Oleh : Fadil Abidin
Menurut penelitian para ahli, hutan bakau selain berfungsi untuk mencegah abrasi, hutan bakau juga memiliki fungsi penting menjaga derah pantai dari keganasan ombak. Hutan bakau selebar 200 meter dengan kerapatan yang memadai dapat meredam kekuatan gelombang pasang termasuk gelombang tsunami setinggi 30 meter dan mengurangi kecepatan ombak tsunami hingga 50 persen.
Tapi ironisnya, hutan bakau yang menjadi penyelamat daerah pesisir pantai dan menjaga manusia dari potensi bencana tsunami tersebut, justru sering ‘dibantai’ oleh manusia sendiri. Menurut data Kementerian Kehutanan, saat ini lebih kurang 70 persen dari 9,4 juta hektare luas mangrove (hutan bakau) di seluruh Indonesia rusak akibat masih banyaknya masyarakat yang belum paham tentang pentingnya hutan bakau dan ekosistemnya. Kini, luas hutan bakau Indonesia hanya tersisa 1,9 juta hektar dengan kondisi yang teramat kritis.
Hutan bakau selain mencegah abrasi dan mengurangi dampak gelombang tsunami, hutan bakau merupakan ekosistem yang menjadi habitat berbagai macam makhluk hidup, seperti ikan, udang, kepiting, kerang, hewan reptil, aneka jenis burung, dan lainnya. Dengan hutan bakau maka hasil tangkapan hasil laut para nelayan akan jauh lebih banyak karena ekosistemnya terjaga. Hutan bakau yang mempunyai berbagai macam jenis habitat makhluk hidup tersebut dapat dijadikan sebagai tempat kawasan wisata alam, sehingga menguntungkan penduduk sekitar.

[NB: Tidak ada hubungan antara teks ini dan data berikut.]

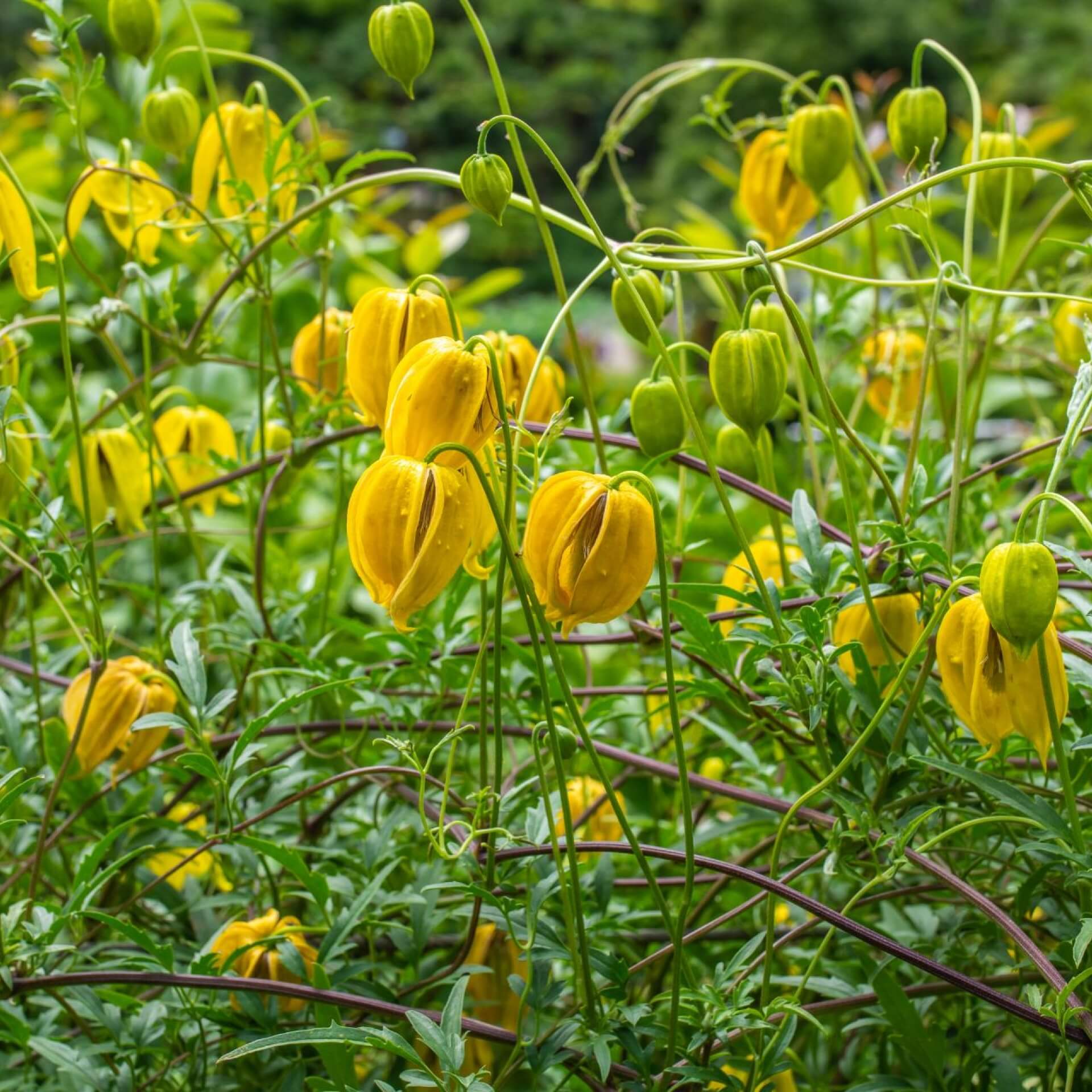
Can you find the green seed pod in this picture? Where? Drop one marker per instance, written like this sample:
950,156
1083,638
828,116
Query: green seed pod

Ada kekeliruan dalam pola pikir kita. Ada beberapa pendapat bahwa akan lebih menguntungkan jika hutan bakau dikonversi (diubah) menjadi tambak. Tapi hasil penelitian Pusat Penelitian dan Pengenmabgan (Litbang) Kehutanan Kementerian Kehutanan menyebutkan, pengurangan satu hektar hutan bakau menjadi tambak akan menghasilkan 247 kg ikan/tahun, tetapi akan menyebabkan pengurangan produksi ikan tangkapan nelayan sebanyak 840 kg ikan/tahun. Coba mana yang akan kita pilih?
Gambaran tersebut menjelaskan proporsi ekonomis tertinggi dari hutan bakau apabila tetap dipertahankan sebagai kawasan yang dilindungi, daripada mengubahnya menjado tambak yang akan menurunkan produktivitas tangkapan nelayan secara keseluruhan.
Kita memang tetap membutuhkan tambak sebagai tempat produksi ikan atau udang tertentu yang perlu dibudidayakan secara berkesinambungan untuk memenuhi konsumsi masyarakat. Karena itu, pengembangan budidaya tambak harus dilakukan dengan hati-hati sehingga fungsi konservasi yang berjangka panjang dengan fungsi produktif ekonomis dalam jangka pendek dapat dipadukan, sehingga fungsi hutan bakau dapat tetap dipertahankan.
Hutan Bakau dan Pesisir
Hutan bakau (mangrove) merupakan komunitas vegetasi pantai tropis, yang didominasi oleh beberapa jenis pohon mangrove yang mampu tumbuh dan berkembang pada daerah pasang surut pantai berlumpur (Bengen, 2000).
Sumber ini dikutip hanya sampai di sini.